This version is of historical interest only. See updated version.

Adding Structured Control-flow to any* Assembler (part 1)

[* Well almost any. Unfortunately the following method cannot be used with the GNU Assembler because it does not allow the assembly location to be moved backwards. For the GNU Assembler, an attempt to .org backwards is an error.]

I assume that most programmers appreciate the advantages of structured control-flow over "spaghetti code" (using labels and jumps or "go-to"s). The basic problem is that a label is a "come-from" statement with no indication of where control can come from. With structured control-flow we have sets of matching reserved-words that indicate the direction of the jump (forward or backward) and we use indentation to indicate which words are connected.

e.g. Instead of                                                 we write

 
        tst     R8                        tst     R8
        jnz     label                     _IF     _Z
        mov     R9,R8                         mov     R9,R8
label:                                    _ENDIF

which generates exactly the same machine code. This is not to be confused with conditional assembly.

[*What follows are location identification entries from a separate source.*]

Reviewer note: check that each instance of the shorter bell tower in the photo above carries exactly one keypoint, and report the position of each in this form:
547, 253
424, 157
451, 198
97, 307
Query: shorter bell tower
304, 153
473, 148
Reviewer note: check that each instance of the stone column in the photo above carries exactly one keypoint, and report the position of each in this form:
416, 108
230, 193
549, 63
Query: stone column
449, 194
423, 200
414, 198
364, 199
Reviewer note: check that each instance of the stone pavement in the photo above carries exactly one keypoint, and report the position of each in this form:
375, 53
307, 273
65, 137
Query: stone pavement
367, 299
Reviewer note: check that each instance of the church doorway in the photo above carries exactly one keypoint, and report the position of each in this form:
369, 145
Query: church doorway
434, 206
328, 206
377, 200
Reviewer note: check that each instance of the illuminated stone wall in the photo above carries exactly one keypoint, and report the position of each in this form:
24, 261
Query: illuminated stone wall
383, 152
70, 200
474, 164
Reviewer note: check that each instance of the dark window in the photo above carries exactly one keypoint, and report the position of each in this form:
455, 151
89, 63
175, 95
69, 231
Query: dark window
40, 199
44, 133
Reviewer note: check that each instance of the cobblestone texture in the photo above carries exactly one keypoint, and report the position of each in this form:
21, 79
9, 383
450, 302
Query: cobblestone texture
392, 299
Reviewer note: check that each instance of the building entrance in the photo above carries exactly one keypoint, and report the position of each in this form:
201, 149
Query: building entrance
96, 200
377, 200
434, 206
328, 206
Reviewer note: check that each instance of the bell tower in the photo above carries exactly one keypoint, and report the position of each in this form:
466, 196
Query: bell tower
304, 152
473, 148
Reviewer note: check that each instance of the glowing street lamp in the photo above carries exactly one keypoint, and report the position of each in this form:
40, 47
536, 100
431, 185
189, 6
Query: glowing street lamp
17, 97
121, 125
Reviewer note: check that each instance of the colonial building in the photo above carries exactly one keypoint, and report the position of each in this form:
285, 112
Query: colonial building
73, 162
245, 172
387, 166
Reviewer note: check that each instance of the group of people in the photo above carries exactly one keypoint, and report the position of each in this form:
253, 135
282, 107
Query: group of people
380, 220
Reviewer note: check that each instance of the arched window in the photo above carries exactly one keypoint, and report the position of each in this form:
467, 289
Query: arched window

And instead of                                                 we write something like

 
label:                                    _BEGIN
        sub     R9,R8                         sub     R9,R8
        jnc     label                     _UNTIL  _C

Users of Forth systems have had structured control-flow in their assembly languages since 1968, the same year Dijkstra's famous letter was published (Go To Statement Considered Harmful). I was pleased to learn that the x86 community at least, now has support for structured control-flow built into the assemblers MASM and NASM. It seems incredible to me that assemblers still exist with no support for structured control-flow. I program microcontrollers using the IAR Workbench assembler where this is the case.

The method used to implement structured control-flow in Forth-based assemblers (and in the Forth language itself) was nicely refined by the time of the first ANS/ISO standard Forth. You can read about it here http://lars.nocrew.org/dpans/dpansa3.htm#A.3.2.3.2. But you don't need to, since what I've done for you below, is to translate the Forth definitions into assembler macro definitions, so you don't need to use Forth, or know anything about it. I only mention Forth to honour the source of the method.

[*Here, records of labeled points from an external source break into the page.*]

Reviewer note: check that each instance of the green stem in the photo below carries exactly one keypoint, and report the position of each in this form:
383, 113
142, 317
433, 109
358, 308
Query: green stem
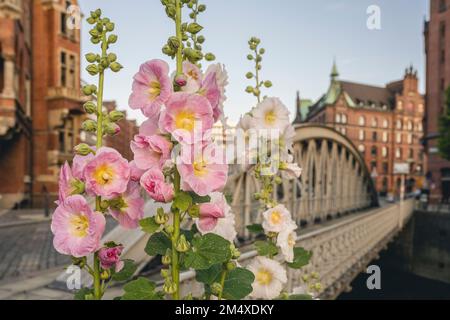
223, 276
101, 80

Some of the words used for control-flow in Forth are confusing when you try to relate them to C, Pascal or structured BASIC. That's because (a) those languages were only a glint in their creators' eyes when these things were included in Forth – only Fortran's counted DO loop had any influence, and (b) the elegant stack-based implementation limits us to a context-free grammar. But you can change the actual words to be whatever you want. In the examples below I substitute ENDIF and ENDW for Forth's uncommon use of THEN and REPEAT. The main thing is the method, that can be adapted to add structured control-flow to almost any assembler, without requiring access to the assembler's source code. It only requires assembler variables and macros, and the ability to move the current assembly location backwards.

The code below implements structured control-flow for a specific assembler (IAR) and a specific target processor (MSP430) but the text explains how to modify it to work with any combination of assembler and target.

The first thing you need to do is implement a control-flow stack using assembler variables. The assembler I'm using has the usual EQU to assign constant values to labels, but it also has SET to assign variable values. So the stack can be implemented like this:

 
_CS_PUSH    MACRO   arg
_CS4        SET     _CS3
_CS3        SET     _CS2
_CS2        SET     _CS_TOP
_CS_TOP     SET     arg
            ENDM
 
_CS_DROP    MACRO
_CS_TOP     SET     _CS2
_CS2        SET     _CS3
_CS3        SET     _CS4
_CS4        SET     0
            ENDM

We use underscores at the start of all the macro and variable names so they are less likely to clash with anything in the source code. "CS" stands for Control-flow Stack. We implement DROP instead of POP since we can just access the top item directly as _CS_TOP. I've only shown a four level stack, but you get the idea. Eight levels is probably sufficient.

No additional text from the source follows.